Le CAC 40 marque une pause à mi-séance après un record en pointe à 8 693 points
À la mi-journée ce mercredi, le CAC 40 grignote 0,06 % pour s'établir à 8 661,78 points. L'indice parisien digère les records enchaînés ces derniers jours, freiné par le repli du luxe. Une séance de respiration, portée en toile de fond par l'élan venu de Wall Street la veille.
Une séance de consolidation après les sommets
Le mouvement du jour tient de la pause plus que du retournement. En début de séance, le CAC 40 a inscrit un nouveau plus haut historique à 8 693,89 points, effaçant le précédent record de 8 669,69 points établi la veille. Depuis, l'indice a rendu l'essentiel de ses gains et évolue quasiment à l'équilibre.
La tendance reste toutefois bien orientée sur les grandes places. Mardi soir à Wall Street, le S&P 500 a bondi de 1,79 % et le Nasdaq 100 de 3,32 % à la clôture, un élan qui a nourri l'appétit pour le risque en ouverture à Paris. En séance ce mercredi, le STOXX 600 grappille 0,02 % et le FTSE 100 gagne 0,07 %, tandis que le DAX cède un symbolique 0,01 %.
La photographie de la cote parisienne traduit cet équilibre : 22 valeurs progressent, 18 reculent. Aucun camp ne domine véritablement, signe d'une séance où les investisseurs arbitrent sans conviction affirmée.
Euronext et la défense en vedette
En tête des hausses, Euronext s'adjuge 1,84 %, à 160,10 euros. L'opérateur de marché paneuropéen reste porté par ses résultats du deuxième trimestre publiés le 30 juillet : un chiffre d'affaires en hausse de 16,9 % et un bénéfice par action ajusté record de 2,42 euros, neuvième trimestre consécutif de croissance à deux chiffres pour le groupe.

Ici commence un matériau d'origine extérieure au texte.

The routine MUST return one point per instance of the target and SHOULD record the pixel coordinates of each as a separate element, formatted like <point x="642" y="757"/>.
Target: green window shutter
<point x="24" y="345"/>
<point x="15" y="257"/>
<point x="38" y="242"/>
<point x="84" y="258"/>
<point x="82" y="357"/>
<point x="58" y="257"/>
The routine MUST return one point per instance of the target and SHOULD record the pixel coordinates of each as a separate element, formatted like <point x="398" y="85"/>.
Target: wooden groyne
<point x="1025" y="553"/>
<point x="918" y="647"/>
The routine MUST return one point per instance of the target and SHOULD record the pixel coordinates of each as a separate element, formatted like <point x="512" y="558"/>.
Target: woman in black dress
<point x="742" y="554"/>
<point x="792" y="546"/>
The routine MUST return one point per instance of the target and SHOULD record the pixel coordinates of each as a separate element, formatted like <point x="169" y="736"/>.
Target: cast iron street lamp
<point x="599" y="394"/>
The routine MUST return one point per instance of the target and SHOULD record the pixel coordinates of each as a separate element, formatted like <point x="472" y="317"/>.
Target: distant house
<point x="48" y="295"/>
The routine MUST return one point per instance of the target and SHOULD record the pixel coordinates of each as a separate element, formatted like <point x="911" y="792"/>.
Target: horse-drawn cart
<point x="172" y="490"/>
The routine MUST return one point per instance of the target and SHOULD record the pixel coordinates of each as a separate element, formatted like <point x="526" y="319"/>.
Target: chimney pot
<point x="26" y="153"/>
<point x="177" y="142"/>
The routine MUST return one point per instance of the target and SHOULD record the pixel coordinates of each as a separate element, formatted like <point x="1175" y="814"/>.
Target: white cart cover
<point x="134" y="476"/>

Carrefour suit avec un gain de 1,62 %, à 15,99 euros. Thales complète le podium, en progression de 1,37 % à 266 euros. Le groupe de défense reste animé par la finalisation, le 30 juillet, de son accord de rapprochement avec Exail Technologies, assorti d'une offre publique obligatoire à 134 euros par action et du rachat de la participation de la famille Gorgé.
Veolia (+1,26 %) et Publicis (+1,15 %) referment le peloton de tête, témoins d'une hausse répartie entre plusieurs secteurs, sans thème unificateur.
Le luxe pèse sur l'indice
À l'autre extrémité, le luxe donne le ton des reculs. LVMH lâche 2,14 %, à 474,60 euros, et signe la plus forte baisse du CAC 40. Hermès suit avec un repli de 1,77 %, à 1 528,50 euros, le jour même où la maison a annoncé la réouverture de son magasin rénové du centre commercial Hanshin à Kaohsiung, à Taïwan. Kering complète la contre-performance du secteur avec un recul de 1,02 %, à 276,45 euros.
Le mouvement s'étend au-delà du luxe. Orange abandonne 1,46 %, à 16,20 euros, et Michelin cède 1,44 %, à 34,12 euros. Ces reculs suffisent à contenir la progression de l'indice, le poids des grandes capitalisations du luxe pesant lourdement dans la balance.
À la mi-journée, la séance parisienne conserve donc l'allure d'une pause après les records successifs, l'indice évoluant sans direction franche à quelques encablures de ses plus hauts historiques.